At just 14, Edgar “El Ponchis” Jimenez was arrested by Mexican soldiers in December and publicly confessed to killing four men whose bodies were found hanging from a highway overpass last summer. It is believed he began his criminal career at the age of 11.
Even if convicted, Jimenez faces just three years in prison since he is being charged as a minor. Though he has been residing in central Mexico, he was born in San Diego, California, and as a U.S. citizen, he is entitled to move to the U.S. after/if he serves time in prison.
The trial will be closed to the public, and is expected to take about two weeks. The case will be heard by a single juvenile judge in Cuernavaca, where he was arrested when attempting to board a flight en route to Tijuana to continue on to San Diego to join his mother.
Only family of both the boy and his victims will be allowed in the court room, along with the 65 witnesses expected to testify. No media is allowed in.
The location of he trial is being kept secret.

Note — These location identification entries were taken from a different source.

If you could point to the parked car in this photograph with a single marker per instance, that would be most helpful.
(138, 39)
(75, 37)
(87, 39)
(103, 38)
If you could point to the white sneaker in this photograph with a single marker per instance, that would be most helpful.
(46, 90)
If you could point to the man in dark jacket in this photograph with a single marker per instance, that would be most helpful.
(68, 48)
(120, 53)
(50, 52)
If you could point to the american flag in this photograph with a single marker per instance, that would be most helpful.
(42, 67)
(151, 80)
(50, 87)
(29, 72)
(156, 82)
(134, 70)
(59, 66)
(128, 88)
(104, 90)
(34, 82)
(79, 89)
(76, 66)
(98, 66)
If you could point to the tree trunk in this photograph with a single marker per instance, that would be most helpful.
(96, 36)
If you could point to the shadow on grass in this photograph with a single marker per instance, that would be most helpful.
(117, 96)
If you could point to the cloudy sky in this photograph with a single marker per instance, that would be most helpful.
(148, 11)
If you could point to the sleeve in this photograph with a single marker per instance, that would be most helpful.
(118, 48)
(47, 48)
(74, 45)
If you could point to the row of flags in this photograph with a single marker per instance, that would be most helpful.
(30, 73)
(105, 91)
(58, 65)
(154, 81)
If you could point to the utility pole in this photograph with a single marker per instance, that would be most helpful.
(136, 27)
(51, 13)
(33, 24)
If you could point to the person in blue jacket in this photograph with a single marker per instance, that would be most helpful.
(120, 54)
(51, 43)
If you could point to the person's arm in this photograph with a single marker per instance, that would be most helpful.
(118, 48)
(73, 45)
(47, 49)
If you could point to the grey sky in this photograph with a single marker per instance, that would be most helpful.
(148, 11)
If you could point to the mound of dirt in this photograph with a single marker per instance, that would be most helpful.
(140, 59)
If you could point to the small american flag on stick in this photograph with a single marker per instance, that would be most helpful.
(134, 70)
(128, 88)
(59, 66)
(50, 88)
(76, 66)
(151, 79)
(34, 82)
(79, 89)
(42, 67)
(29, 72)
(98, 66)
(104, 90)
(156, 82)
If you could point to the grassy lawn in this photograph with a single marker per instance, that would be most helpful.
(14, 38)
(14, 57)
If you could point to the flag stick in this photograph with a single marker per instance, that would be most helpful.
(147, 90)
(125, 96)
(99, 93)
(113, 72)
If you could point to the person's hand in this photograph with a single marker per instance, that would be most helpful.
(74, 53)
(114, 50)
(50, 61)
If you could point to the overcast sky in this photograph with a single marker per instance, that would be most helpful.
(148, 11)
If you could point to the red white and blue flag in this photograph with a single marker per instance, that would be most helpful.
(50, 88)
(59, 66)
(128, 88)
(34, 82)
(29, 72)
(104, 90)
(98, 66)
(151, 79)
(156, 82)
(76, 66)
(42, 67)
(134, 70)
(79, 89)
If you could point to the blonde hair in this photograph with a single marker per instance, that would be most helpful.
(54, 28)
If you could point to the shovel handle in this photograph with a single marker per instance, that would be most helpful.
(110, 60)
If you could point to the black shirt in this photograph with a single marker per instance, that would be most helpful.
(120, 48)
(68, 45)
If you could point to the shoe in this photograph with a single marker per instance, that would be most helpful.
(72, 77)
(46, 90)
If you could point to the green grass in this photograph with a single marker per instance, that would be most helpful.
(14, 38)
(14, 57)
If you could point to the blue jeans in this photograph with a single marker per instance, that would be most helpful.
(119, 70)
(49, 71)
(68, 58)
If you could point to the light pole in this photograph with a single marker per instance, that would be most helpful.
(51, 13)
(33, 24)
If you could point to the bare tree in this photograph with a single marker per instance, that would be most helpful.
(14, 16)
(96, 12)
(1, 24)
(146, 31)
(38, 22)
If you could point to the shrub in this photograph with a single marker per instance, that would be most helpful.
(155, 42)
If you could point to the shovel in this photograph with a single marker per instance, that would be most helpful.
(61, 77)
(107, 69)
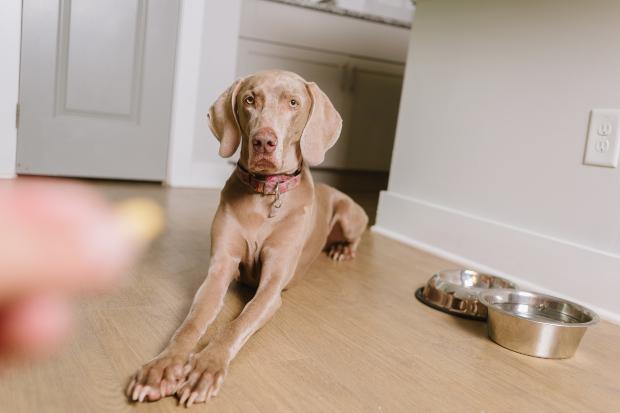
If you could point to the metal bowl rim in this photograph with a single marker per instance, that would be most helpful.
(438, 274)
(595, 318)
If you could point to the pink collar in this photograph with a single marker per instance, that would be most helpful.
(269, 183)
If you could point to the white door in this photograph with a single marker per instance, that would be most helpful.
(96, 87)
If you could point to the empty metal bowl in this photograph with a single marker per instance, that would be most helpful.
(536, 324)
(456, 292)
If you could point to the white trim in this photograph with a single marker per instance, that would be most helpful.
(10, 44)
(205, 175)
(186, 76)
(205, 66)
(536, 262)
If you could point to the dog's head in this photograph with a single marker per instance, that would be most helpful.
(278, 118)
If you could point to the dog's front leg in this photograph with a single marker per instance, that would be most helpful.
(210, 366)
(161, 376)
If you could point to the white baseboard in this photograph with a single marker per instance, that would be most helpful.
(534, 261)
(203, 175)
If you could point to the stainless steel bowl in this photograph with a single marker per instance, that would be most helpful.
(456, 292)
(536, 324)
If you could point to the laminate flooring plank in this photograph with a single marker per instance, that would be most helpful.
(79, 379)
(293, 386)
(132, 336)
(374, 355)
(350, 337)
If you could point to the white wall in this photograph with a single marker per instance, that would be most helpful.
(10, 36)
(488, 160)
(206, 62)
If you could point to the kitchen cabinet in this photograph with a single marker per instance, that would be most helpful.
(365, 89)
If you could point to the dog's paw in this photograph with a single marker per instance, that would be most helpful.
(158, 378)
(208, 371)
(340, 252)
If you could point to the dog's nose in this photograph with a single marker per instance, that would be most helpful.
(265, 141)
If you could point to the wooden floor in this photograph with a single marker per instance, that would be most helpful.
(350, 337)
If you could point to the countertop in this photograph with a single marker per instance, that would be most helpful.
(344, 12)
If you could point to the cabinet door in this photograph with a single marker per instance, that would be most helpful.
(374, 89)
(324, 69)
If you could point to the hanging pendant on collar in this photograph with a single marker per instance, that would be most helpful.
(277, 203)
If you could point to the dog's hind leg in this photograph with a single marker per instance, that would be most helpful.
(347, 225)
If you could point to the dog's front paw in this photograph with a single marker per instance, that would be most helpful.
(208, 371)
(159, 377)
(339, 252)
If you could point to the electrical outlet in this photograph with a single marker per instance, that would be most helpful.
(603, 144)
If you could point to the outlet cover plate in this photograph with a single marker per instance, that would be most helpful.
(603, 144)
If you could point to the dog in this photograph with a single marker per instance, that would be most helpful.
(271, 224)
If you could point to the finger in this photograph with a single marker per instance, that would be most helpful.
(192, 398)
(130, 387)
(136, 392)
(217, 385)
(184, 396)
(34, 325)
(55, 232)
(143, 393)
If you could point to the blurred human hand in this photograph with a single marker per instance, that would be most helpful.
(57, 239)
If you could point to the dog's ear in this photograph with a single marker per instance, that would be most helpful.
(223, 122)
(322, 129)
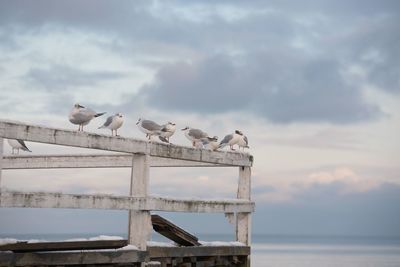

Since President Calderon declared his war on the drug trade in 2006, roughly 40,000 people have died in drug-related violence. The case of “El Ponchis” only suits to highlight that there has been a surge in the number of minors being prosecuted for organized crimes.
Juan Carlos Castro, a juvenile court official told the Houston Chronicle, “Organized crime seeks out these young people because they face almost nothing as far as punishment.”
Two of Jimenez’s sisters have also been arrested for their part in the drug world, and all three are accused of working for Julio “El Negro” Radilla, local boss of the Beltran Levya cartel (Cártel de los Beltrán Leyva). The cartel was once aligned with the Sinaloa Cartel, but are now allies of Los Zetas.
Nearly, 4,000 minors have been detained in connection to cartel violence since 2006, according to the Mexican attorney general’s office. A recent congressional report estimated that 23,000 young people have been recruited by gangs in Mexico.